6. Pacific Arts Market

gallery wall of paintings
Pacific Arts Market.Foto: Maria Schumacher / Tripadvisor

Discover local artists and find the perfect souvenir.

Busy Broadway is home to this combination gallery and market space, which highlights dozens of local artists. The upstairs market lets you browse for the newest piece to add to your collection, while the shared gallery space features a rotation of artwork. The site also includes studios that are sometimes open to the public, so you can see artists at work. If you’re looking to discover Vancouver’s art scene, check their events calendar—their gatherings typically include live music and the opportunity to meet the artists featured in the gallery.
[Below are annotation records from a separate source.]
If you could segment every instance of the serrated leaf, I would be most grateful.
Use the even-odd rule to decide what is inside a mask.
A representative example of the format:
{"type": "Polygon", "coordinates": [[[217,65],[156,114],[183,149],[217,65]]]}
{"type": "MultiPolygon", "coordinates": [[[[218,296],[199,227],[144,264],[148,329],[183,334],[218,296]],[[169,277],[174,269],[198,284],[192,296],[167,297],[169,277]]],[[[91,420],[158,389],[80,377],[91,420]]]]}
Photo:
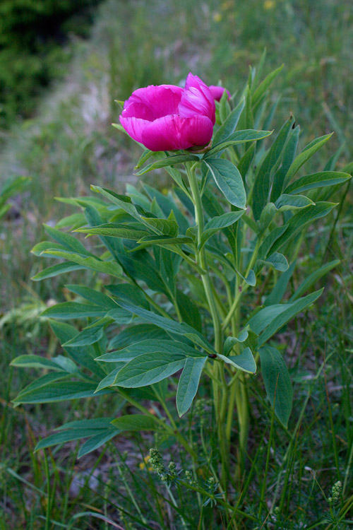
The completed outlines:
{"type": "Polygon", "coordinates": [[[182,416],[190,408],[195,397],[207,357],[186,359],[176,390],[176,408],[182,416]]]}
{"type": "Polygon", "coordinates": [[[287,428],[293,399],[288,370],[283,358],[275,348],[261,348],[259,353],[267,395],[275,407],[276,416],[287,428]]]}
{"type": "Polygon", "coordinates": [[[236,166],[223,158],[208,158],[203,163],[227,200],[233,206],[244,210],[246,194],[241,175],[236,166]]]}

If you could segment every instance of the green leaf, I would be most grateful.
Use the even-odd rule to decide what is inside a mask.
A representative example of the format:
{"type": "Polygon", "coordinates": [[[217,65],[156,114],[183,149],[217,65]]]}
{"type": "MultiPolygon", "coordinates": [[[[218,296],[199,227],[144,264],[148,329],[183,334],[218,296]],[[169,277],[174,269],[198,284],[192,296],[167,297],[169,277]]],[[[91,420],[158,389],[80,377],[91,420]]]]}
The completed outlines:
{"type": "Polygon", "coordinates": [[[143,414],[128,414],[120,416],[112,421],[112,425],[119,430],[131,430],[140,432],[143,430],[157,430],[157,421],[151,416],[143,414]]]}
{"type": "Polygon", "coordinates": [[[131,327],[123,329],[122,331],[118,333],[110,341],[108,349],[112,350],[117,348],[126,348],[130,344],[135,344],[144,341],[146,336],[156,341],[160,339],[168,340],[170,338],[169,336],[157,326],[150,324],[139,324],[136,326],[132,326],[131,327]]]}
{"type": "Polygon", "coordinates": [[[273,175],[273,184],[271,191],[271,201],[275,202],[283,189],[285,178],[288,172],[291,164],[295,158],[298,141],[299,139],[300,127],[298,125],[295,129],[292,129],[289,133],[289,136],[287,143],[283,149],[282,156],[282,164],[273,175]]]}
{"type": "Polygon", "coordinates": [[[92,451],[95,451],[96,449],[98,449],[109,440],[114,438],[114,437],[116,436],[116,435],[119,435],[119,432],[120,431],[118,429],[112,429],[112,430],[109,430],[109,429],[104,429],[104,431],[98,431],[97,433],[95,435],[95,436],[92,436],[86,442],[85,442],[83,445],[81,445],[78,451],[77,457],[81,458],[81,457],[84,457],[85,455],[88,454],[88,453],[90,453],[92,451]]]}
{"type": "Polygon", "coordinates": [[[162,351],[155,351],[152,355],[143,353],[121,368],[114,385],[135,388],[157,383],[181,370],[186,359],[186,356],[180,353],[171,355],[162,351]]]}
{"type": "Polygon", "coordinates": [[[109,223],[89,228],[78,228],[75,231],[82,232],[89,235],[97,234],[99,235],[109,236],[109,237],[121,237],[125,240],[139,240],[140,237],[143,237],[144,235],[150,234],[147,230],[138,230],[133,226],[126,226],[119,223],[109,223]]]}
{"type": "Polygon", "coordinates": [[[285,189],[287,187],[288,183],[290,182],[298,170],[299,170],[299,168],[301,167],[301,166],[331,138],[333,134],[333,133],[325,134],[320,138],[316,138],[304,147],[301,153],[295,158],[288,170],[288,172],[285,176],[284,184],[285,189]]]}
{"type": "Polygon", "coordinates": [[[258,259],[258,261],[262,262],[265,264],[271,265],[273,269],[280,272],[285,272],[289,269],[288,261],[285,256],[279,252],[273,252],[270,256],[268,256],[265,260],[258,259]]]}
{"type": "Polygon", "coordinates": [[[133,278],[135,281],[141,280],[148,285],[150,289],[156,293],[164,293],[164,295],[169,296],[168,287],[164,278],[162,277],[160,271],[155,266],[155,261],[150,257],[148,257],[147,261],[144,261],[140,253],[136,253],[133,257],[119,254],[120,263],[131,278],[133,278]]]}
{"type": "Polygon", "coordinates": [[[63,302],[48,307],[42,313],[42,317],[62,319],[80,319],[87,317],[104,317],[107,310],[92,304],[79,304],[77,302],[63,302]]]}
{"type": "Polygon", "coordinates": [[[125,195],[119,195],[117,193],[115,193],[115,192],[112,192],[107,188],[101,188],[100,186],[91,185],[90,187],[94,192],[100,193],[103,196],[108,199],[110,202],[113,203],[113,204],[119,206],[119,208],[122,208],[126,212],[126,213],[128,213],[129,216],[133,217],[133,218],[136,219],[139,223],[143,223],[144,224],[139,213],[139,211],[143,211],[142,208],[140,206],[135,206],[130,197],[126,197],[125,195]],[[138,208],[139,208],[138,211],[138,208]]]}
{"type": "Polygon", "coordinates": [[[288,370],[275,348],[265,346],[259,350],[265,388],[275,413],[281,423],[287,427],[292,411],[293,390],[288,370]]]}
{"type": "Polygon", "coordinates": [[[160,314],[153,313],[152,311],[147,311],[143,307],[138,307],[138,306],[133,305],[126,302],[119,302],[119,305],[124,307],[124,309],[130,311],[134,314],[137,314],[143,320],[145,320],[150,324],[153,324],[158,327],[164,329],[168,333],[176,334],[178,335],[183,335],[189,338],[193,342],[201,346],[203,348],[209,351],[210,350],[214,351],[212,346],[210,344],[205,337],[198,333],[196,329],[189,326],[187,324],[182,322],[179,324],[172,319],[168,319],[165,317],[162,317],[160,314]]]}
{"type": "Polygon", "coordinates": [[[261,212],[269,201],[273,173],[280,162],[294,122],[294,119],[291,115],[282,126],[256,173],[253,188],[253,212],[256,220],[260,219],[261,212]]]}
{"type": "Polygon", "coordinates": [[[118,375],[118,372],[121,370],[124,364],[124,363],[119,363],[119,365],[117,367],[112,370],[112,372],[110,372],[108,375],[106,375],[105,377],[102,379],[102,381],[100,381],[98,385],[97,386],[95,391],[99,392],[100,390],[102,390],[102,389],[107,388],[108,387],[112,387],[114,382],[115,381],[116,375],[118,375]]]}
{"type": "MultiPolygon", "coordinates": [[[[235,110],[235,109],[234,109],[235,110]]],[[[215,156],[220,151],[225,151],[228,147],[237,146],[246,142],[253,142],[262,140],[272,134],[273,131],[256,131],[253,129],[245,129],[244,131],[237,131],[219,143],[214,145],[209,151],[203,157],[204,162],[215,156]]]]}
{"type": "Polygon", "coordinates": [[[191,406],[206,360],[207,357],[186,359],[176,390],[176,408],[179,416],[185,414],[191,406]]]}
{"type": "Polygon", "coordinates": [[[85,218],[83,213],[73,213],[60,219],[55,225],[56,228],[71,228],[75,230],[85,224],[85,218]]]}
{"type": "Polygon", "coordinates": [[[295,269],[295,261],[291,264],[289,268],[281,274],[271,293],[265,300],[264,305],[270,306],[279,304],[287,291],[287,286],[293,275],[295,269]]]}
{"type": "Polygon", "coordinates": [[[249,374],[255,374],[256,372],[256,363],[250,348],[246,348],[239,355],[226,357],[225,355],[218,354],[217,358],[224,360],[227,364],[232,365],[235,368],[241,370],[242,372],[246,372],[249,374]]]}
{"type": "Polygon", "coordinates": [[[167,247],[171,245],[192,245],[193,244],[193,240],[186,235],[178,235],[176,237],[169,237],[167,235],[148,235],[141,237],[138,242],[141,245],[157,245],[161,247],[167,247]]]}
{"type": "Polygon", "coordinates": [[[70,252],[94,257],[93,254],[88,252],[82,243],[73,235],[58,230],[57,228],[53,228],[53,227],[49,226],[49,225],[44,225],[44,227],[47,233],[50,235],[53,240],[55,240],[58,243],[62,245],[63,247],[69,250],[70,252]]]}
{"type": "MultiPolygon", "coordinates": [[[[95,394],[95,383],[85,383],[81,381],[51,382],[44,387],[21,392],[13,400],[13,403],[53,403],[68,399],[94,397],[100,395],[95,394]]],[[[114,391],[105,390],[103,391],[103,394],[112,391],[114,391]]]]}
{"type": "Polygon", "coordinates": [[[255,156],[256,151],[256,144],[255,143],[251,143],[238,163],[238,169],[240,175],[243,177],[244,182],[245,182],[245,177],[246,177],[251,162],[255,156]]]}
{"type": "Polygon", "coordinates": [[[56,432],[55,434],[50,435],[50,436],[47,436],[46,438],[38,442],[35,446],[35,452],[41,449],[51,447],[53,445],[59,445],[59,444],[64,444],[67,442],[73,442],[76,440],[87,438],[88,436],[96,435],[97,432],[97,429],[86,428],[64,430],[59,432],[56,432]]]}
{"type": "Polygon", "coordinates": [[[323,201],[299,210],[290,218],[287,223],[288,228],[284,234],[274,242],[272,250],[275,252],[283,245],[287,244],[299,230],[302,230],[304,226],[313,220],[327,216],[335,206],[337,206],[335,203],[323,201]]]}
{"type": "MultiPolygon", "coordinates": [[[[113,296],[130,302],[136,305],[142,305],[145,309],[150,309],[150,304],[146,300],[145,292],[137,285],[130,283],[119,283],[118,285],[105,285],[113,296]]],[[[115,303],[115,302],[114,302],[115,303]]]]}
{"type": "Polygon", "coordinates": [[[208,158],[203,163],[211,172],[215,183],[227,201],[244,210],[246,194],[241,175],[236,166],[223,158],[208,158]]]}
{"type": "Polygon", "coordinates": [[[342,173],[338,171],[321,171],[318,173],[306,175],[305,177],[297,179],[287,186],[285,191],[286,194],[289,194],[302,193],[314,188],[341,184],[351,178],[352,176],[348,173],[342,173]]]}
{"type": "Polygon", "coordinates": [[[185,322],[200,333],[202,332],[202,320],[200,311],[195,302],[190,297],[179,289],[176,290],[176,303],[178,304],[181,317],[185,322]]]}
{"type": "Polygon", "coordinates": [[[222,124],[218,131],[215,133],[213,139],[213,145],[217,145],[224,141],[235,131],[244,107],[245,99],[243,98],[235,109],[230,112],[225,122],[222,124]]]}
{"type": "Polygon", "coordinates": [[[279,211],[287,211],[287,210],[298,210],[306,208],[311,204],[314,204],[313,201],[305,195],[287,195],[283,194],[275,203],[275,206],[279,211]]]}
{"type": "Polygon", "coordinates": [[[223,213],[222,216],[214,217],[205,225],[203,232],[201,237],[201,242],[200,244],[200,248],[202,248],[206,241],[212,237],[218,230],[225,228],[227,226],[230,226],[234,223],[237,223],[244,214],[244,211],[230,211],[227,213],[223,213]]]}
{"type": "Polygon", "coordinates": [[[68,373],[72,373],[73,371],[77,370],[76,365],[70,359],[66,360],[69,361],[73,365],[70,370],[66,370],[62,365],[62,363],[60,360],[58,362],[56,358],[48,359],[46,357],[35,355],[19,355],[13,359],[10,364],[11,366],[16,366],[18,368],[47,368],[68,373]]]}
{"type": "Polygon", "coordinates": [[[314,285],[321,278],[324,276],[330,271],[335,267],[337,267],[340,263],[340,259],[334,259],[333,261],[325,264],[321,267],[318,269],[316,271],[312,272],[309,276],[301,283],[299,287],[295,290],[294,293],[289,299],[289,302],[293,302],[297,300],[299,296],[301,296],[311,285],[314,285]]]}
{"type": "Polygon", "coordinates": [[[102,326],[85,328],[85,329],[83,329],[75,337],[73,337],[61,346],[66,348],[66,346],[85,346],[89,344],[94,344],[100,341],[103,336],[103,334],[104,327],[102,326]]]}
{"type": "Polygon", "coordinates": [[[92,302],[95,305],[100,305],[107,310],[116,307],[116,304],[109,296],[107,296],[107,295],[100,293],[97,289],[92,289],[90,287],[87,287],[86,285],[73,283],[66,285],[65,287],[68,290],[71,290],[71,293],[75,293],[76,295],[81,296],[83,298],[88,300],[88,302],[92,302]]]}
{"type": "Polygon", "coordinates": [[[232,351],[233,346],[234,346],[236,344],[238,344],[239,342],[244,342],[246,340],[246,338],[249,336],[249,333],[247,329],[243,329],[240,333],[238,337],[227,337],[227,338],[225,341],[225,344],[223,346],[223,355],[228,355],[229,352],[232,351]]]}
{"type": "MultiPolygon", "coordinates": [[[[270,324],[265,329],[263,333],[258,337],[258,346],[262,346],[268,339],[276,333],[276,331],[282,328],[285,324],[295,317],[296,314],[300,313],[304,309],[308,307],[312,303],[313,303],[321,296],[323,291],[323,288],[320,290],[317,290],[315,293],[312,293],[311,295],[304,296],[302,298],[299,298],[292,304],[285,304],[284,305],[288,305],[289,307],[282,311],[280,314],[275,318],[270,324]]],[[[272,306],[270,306],[270,307],[272,306]]],[[[266,307],[268,310],[270,307],[266,307]]],[[[250,323],[249,323],[250,324],[250,323]]],[[[251,327],[253,331],[256,331],[251,327]]]]}
{"type": "MultiPolygon", "coordinates": [[[[179,233],[179,225],[178,223],[174,220],[169,220],[169,219],[155,219],[152,217],[143,217],[142,218],[148,225],[153,227],[158,232],[160,232],[164,235],[169,235],[170,237],[176,237],[179,233]]],[[[143,235],[146,235],[144,234],[143,235]]],[[[143,237],[141,236],[141,237],[143,237]]]]}
{"type": "Polygon", "coordinates": [[[180,353],[189,357],[203,356],[199,351],[184,342],[166,340],[164,338],[146,338],[134,344],[130,344],[121,350],[112,351],[97,357],[96,360],[105,363],[127,362],[143,353],[154,353],[156,350],[164,353],[180,353]]]}
{"type": "Polygon", "coordinates": [[[274,243],[282,235],[288,228],[288,225],[276,226],[263,240],[260,249],[258,249],[259,259],[264,259],[271,250],[274,243]]]}
{"type": "Polygon", "coordinates": [[[33,281],[40,281],[41,280],[45,280],[47,278],[53,278],[54,276],[57,276],[59,274],[71,272],[71,271],[80,271],[83,269],[85,269],[83,265],[78,265],[76,263],[73,263],[72,261],[58,263],[56,265],[44,269],[37,274],[32,276],[30,279],[33,281]]]}
{"type": "Polygon", "coordinates": [[[174,164],[181,164],[185,162],[197,162],[199,160],[198,156],[196,155],[171,155],[167,157],[167,158],[163,158],[161,160],[153,162],[152,164],[148,164],[148,165],[143,167],[142,170],[138,171],[135,175],[140,176],[152,170],[157,170],[160,167],[165,167],[166,166],[174,165],[174,164]]]}
{"type": "Polygon", "coordinates": [[[59,258],[68,259],[73,263],[77,263],[85,269],[88,269],[97,272],[102,272],[104,274],[110,274],[116,278],[121,278],[123,273],[123,269],[117,263],[112,261],[102,261],[97,259],[95,257],[83,257],[78,254],[73,252],[64,252],[60,251],[47,250],[44,254],[50,254],[51,256],[57,256],[59,258]]]}

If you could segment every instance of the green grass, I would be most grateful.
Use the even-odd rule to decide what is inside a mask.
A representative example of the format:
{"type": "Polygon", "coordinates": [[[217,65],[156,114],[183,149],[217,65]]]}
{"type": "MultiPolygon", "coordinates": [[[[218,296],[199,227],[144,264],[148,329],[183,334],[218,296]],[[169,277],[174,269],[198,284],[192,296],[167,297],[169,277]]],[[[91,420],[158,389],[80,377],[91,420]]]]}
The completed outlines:
{"type": "MultiPolygon", "coordinates": [[[[40,283],[29,280],[42,267],[42,260],[30,254],[31,247],[42,237],[42,223],[55,222],[71,213],[53,197],[88,194],[91,183],[122,192],[126,180],[133,182],[139,153],[128,139],[110,126],[119,115],[114,99],[126,98],[143,85],[179,83],[189,71],[209,84],[220,78],[231,91],[240,90],[249,64],[258,61],[265,47],[268,71],[285,64],[276,83],[282,96],[274,126],[293,111],[305,131],[301,146],[314,136],[335,130],[322,156],[327,160],[345,140],[338,163],[342,167],[353,155],[352,29],[348,0],[208,0],[202,6],[191,0],[168,0],[140,2],[133,8],[129,3],[111,0],[100,8],[90,40],[78,47],[65,83],[47,95],[35,118],[4,133],[1,179],[25,175],[32,177],[32,184],[22,195],[20,216],[3,220],[0,230],[1,310],[6,317],[0,346],[1,530],[113,527],[92,513],[124,529],[179,530],[184,526],[178,510],[191,518],[189,528],[198,530],[333,530],[351,526],[344,522],[353,519],[351,192],[343,197],[343,189],[333,197],[337,202],[344,199],[342,209],[309,233],[299,258],[303,277],[323,261],[337,257],[342,263],[326,277],[324,297],[280,336],[295,382],[288,432],[275,422],[271,430],[271,411],[260,379],[255,379],[252,387],[250,454],[234,497],[244,500],[241,510],[255,521],[237,514],[232,523],[223,518],[219,526],[215,515],[218,511],[222,516],[219,506],[219,510],[210,505],[202,508],[200,494],[172,484],[174,502],[148,464],[140,469],[149,449],[157,445],[166,465],[171,459],[175,461],[187,483],[185,471],[193,470],[171,440],[119,438],[104,452],[79,461],[74,442],[47,450],[45,457],[42,452],[33,454],[39,437],[54,426],[100,411],[104,415],[113,405],[76,401],[66,408],[13,408],[11,400],[28,382],[29,375],[8,365],[23,353],[59,352],[37,314],[50,299],[67,295],[64,280],[40,283]],[[9,312],[15,307],[16,312],[9,312]],[[260,412],[264,410],[265,414],[260,412]],[[91,475],[94,480],[90,480],[91,475]],[[77,485],[77,478],[83,487],[73,493],[69,485],[73,481],[77,485]],[[330,507],[327,498],[338,480],[344,486],[343,497],[330,507]],[[86,512],[90,514],[80,516],[86,512]]],[[[320,159],[316,156],[317,167],[320,159]]],[[[160,178],[164,185],[164,175],[154,178],[160,178]]],[[[73,276],[71,280],[76,281],[73,276]]],[[[301,278],[292,281],[297,286],[301,278]]],[[[172,399],[169,405],[174,414],[172,399]]],[[[208,407],[205,413],[205,446],[200,449],[200,459],[215,465],[217,447],[209,429],[208,407]]],[[[194,411],[179,424],[198,447],[201,447],[201,423],[194,411]]],[[[207,477],[199,480],[203,485],[207,477]]]]}

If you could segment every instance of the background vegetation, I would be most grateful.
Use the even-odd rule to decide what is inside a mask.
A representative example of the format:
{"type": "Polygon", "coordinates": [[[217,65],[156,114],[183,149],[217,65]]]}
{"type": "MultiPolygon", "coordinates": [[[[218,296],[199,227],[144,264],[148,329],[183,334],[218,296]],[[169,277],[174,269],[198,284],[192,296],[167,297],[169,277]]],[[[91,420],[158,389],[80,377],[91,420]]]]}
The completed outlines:
{"type": "MultiPolygon", "coordinates": [[[[71,60],[65,66],[66,78],[42,94],[40,101],[32,96],[42,84],[43,72],[45,83],[54,78],[56,54],[66,54],[57,47],[52,51],[52,33],[60,38],[61,32],[67,35],[62,29],[64,16],[73,12],[73,4],[76,13],[78,4],[85,7],[89,3],[26,4],[35,17],[49,16],[52,20],[54,17],[60,23],[55,23],[50,36],[44,32],[43,40],[37,40],[40,30],[26,18],[26,41],[27,37],[22,40],[18,21],[6,25],[0,17],[0,84],[8,83],[11,95],[3,100],[4,107],[10,102],[10,110],[3,110],[0,179],[4,183],[19,175],[29,177],[22,182],[21,193],[10,199],[12,208],[0,220],[0,529],[110,527],[92,514],[79,517],[88,512],[126,529],[179,529],[177,514],[164,500],[165,487],[143,460],[155,443],[152,440],[117,439],[105,452],[78,461],[75,443],[47,452],[45,457],[41,452],[33,454],[35,442],[54,426],[93,413],[109,416],[110,405],[107,401],[88,404],[78,401],[66,408],[52,405],[13,408],[11,405],[11,399],[28,382],[28,372],[11,368],[10,361],[20,353],[45,355],[58,348],[39,315],[53,299],[69,296],[60,279],[30,281],[43,264],[30,256],[30,249],[42,237],[43,222],[54,224],[73,213],[54,196],[88,194],[91,183],[122,192],[126,182],[134,182],[133,168],[138,153],[110,126],[119,115],[114,99],[124,100],[133,89],[149,83],[179,83],[189,71],[209,84],[222,79],[232,92],[240,90],[249,64],[256,64],[264,47],[268,71],[285,65],[275,85],[274,100],[280,94],[281,98],[275,127],[293,111],[303,131],[301,147],[315,136],[335,131],[313,163],[323,169],[324,161],[339,150],[337,168],[344,167],[353,159],[352,3],[109,0],[95,8],[90,38],[68,45],[71,60]],[[53,11],[58,6],[59,12],[53,11]],[[12,69],[16,71],[13,53],[23,61],[17,78],[9,73],[12,69]],[[8,75],[8,81],[5,79],[8,75]],[[30,87],[22,84],[22,78],[30,87]],[[16,97],[15,86],[18,87],[16,97]],[[21,101],[25,101],[25,109],[21,101]],[[25,119],[16,117],[28,114],[30,117],[25,119]],[[143,526],[134,517],[140,520],[140,514],[145,513],[149,517],[143,526]],[[71,519],[74,517],[78,518],[71,519]]],[[[0,13],[14,6],[19,6],[22,13],[24,4],[24,0],[3,2],[0,13]]],[[[61,59],[59,62],[63,64],[61,59]]],[[[1,94],[1,99],[4,97],[1,94]]],[[[149,178],[157,179],[162,189],[167,177],[161,172],[149,178]]],[[[288,445],[275,430],[270,440],[270,411],[266,417],[256,418],[252,433],[251,480],[242,488],[249,499],[246,510],[251,514],[258,506],[265,476],[266,497],[270,502],[277,499],[281,513],[264,521],[263,528],[314,528],[318,526],[310,525],[322,519],[326,521],[323,528],[346,528],[347,524],[340,522],[342,514],[345,519],[353,518],[349,508],[353,495],[352,193],[345,187],[333,200],[340,206],[325,224],[309,234],[301,266],[303,273],[309,274],[325,260],[337,257],[341,264],[326,278],[324,298],[282,334],[296,382],[289,430],[297,436],[288,445]],[[266,466],[268,454],[270,465],[266,466]],[[333,510],[328,497],[339,479],[345,485],[344,497],[333,510]]],[[[72,276],[71,283],[76,281],[75,274],[78,273],[72,276]]],[[[300,279],[293,281],[297,285],[300,279]]],[[[100,281],[92,277],[87,281],[100,281]]],[[[261,389],[258,389],[253,399],[263,400],[261,389]]],[[[205,411],[201,418],[200,411],[194,411],[188,425],[207,425],[207,404],[205,411]]],[[[161,447],[181,469],[187,467],[176,447],[168,447],[167,442],[161,447]]],[[[194,497],[190,492],[179,491],[176,502],[187,512],[194,497]]],[[[207,517],[212,523],[211,511],[207,517]]]]}

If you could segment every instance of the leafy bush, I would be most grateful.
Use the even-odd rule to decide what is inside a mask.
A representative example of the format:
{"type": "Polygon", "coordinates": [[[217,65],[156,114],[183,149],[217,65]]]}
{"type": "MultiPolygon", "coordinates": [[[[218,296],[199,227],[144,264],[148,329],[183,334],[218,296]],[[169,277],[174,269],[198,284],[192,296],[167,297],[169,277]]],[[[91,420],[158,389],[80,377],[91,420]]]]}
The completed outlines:
{"type": "MultiPolygon", "coordinates": [[[[47,226],[52,240],[33,252],[60,261],[33,279],[87,269],[102,275],[103,288],[69,284],[68,299],[43,313],[65,355],[22,355],[12,363],[49,371],[23,389],[16,404],[102,396],[112,404],[109,417],[66,423],[37,449],[87,438],[83,456],[122,432],[156,432],[183,447],[196,476],[210,473],[208,489],[189,483],[206,497],[201,510],[219,504],[229,519],[237,514],[237,522],[244,517],[258,524],[265,488],[258,519],[233,502],[232,489],[245,476],[253,375],[260,365],[273,425],[275,415],[287,435],[292,389],[276,335],[318,300],[323,290],[313,287],[339,263],[290,285],[306,230],[335,208],[328,201],[333,189],[351,178],[335,170],[335,157],[323,170],[299,176],[330,135],[298,153],[299,128],[292,114],[271,135],[275,107],[266,95],[279,70],[261,82],[261,66],[251,71],[236,105],[224,93],[212,146],[167,157],[144,151],[137,175],[165,168],[175,184],[167,195],[141,182],[138,189],[128,185],[126,196],[93,186],[99,196],[61,199],[80,211],[59,228],[98,240],[85,245],[47,226]],[[196,450],[203,440],[186,432],[170,406],[172,395],[179,416],[186,414],[200,381],[201,392],[213,399],[217,440],[209,461],[196,450]],[[146,400],[158,404],[157,413],[146,400]],[[114,417],[122,402],[138,413],[114,417]]],[[[186,485],[155,452],[152,456],[164,481],[186,485]]]]}

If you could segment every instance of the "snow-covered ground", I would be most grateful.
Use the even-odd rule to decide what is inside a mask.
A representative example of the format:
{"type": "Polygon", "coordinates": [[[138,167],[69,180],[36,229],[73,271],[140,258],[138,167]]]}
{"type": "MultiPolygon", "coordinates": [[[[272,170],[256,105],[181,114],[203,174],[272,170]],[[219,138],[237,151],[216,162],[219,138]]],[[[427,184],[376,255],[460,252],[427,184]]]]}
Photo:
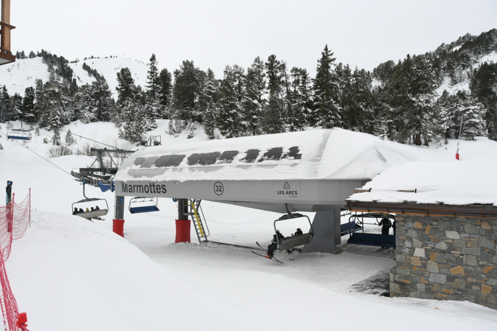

Don’t miss: Check the market’s online store for new additions, so you can find favorites even when you return home.

7. MONOVA

people walking around a museum gallery
MONOVA.Foto: MONOVA / Tripadvisor

Dive into the area’s complex history.

Recently opened, the Museum of North Vancouver focuses on the interplay between the North Shore’s industrial history and the stories of the Squamish and Tsleil-Waututh nations who have lived on the land since time immemorial. The museum is also home to the restored Streetcar 153, which visitors can climb aboard to hear voices from the past. The bustling surroundings of the Shipyard District of North Vancouver offers plenty of opportunities for exploration—grab a cone from the excellent Earnest Ice Cream, and take a stroll through the neighborhood.

Don’t miss: Check the museum’s online calendar for unique events, including discussions on queer history, scrapbooking sessions, and traditional wool-weaving.

8. Vancouver Maritime Museum

ship deck on display in a museum
The Vancouver Maritime Museum.Foto: Vancouver Maritime Museum / Tripadvisor

Explore Vancouver’s seafaring history.

Vancouver has long been a port city, and this museum highlights the area’s fascinating maritime history. Climb aboard the restored St. Roch—the first boat to travel through the Northwest Passage from west to east, and imagine life as a daring sailor. The museum’s heritage harbor features an impressive collection of vintage wooden boats, from tugboats to a one-of-a-kind fur trading ship. The building is set in the picturesque Kitsilano neighborhood with easy access to the beach, and plenty of restaurants and cafés where you can refuel after your visit.

Don’t miss: The museum runs summer camps and other activities for children, making it a great spot for the whole family.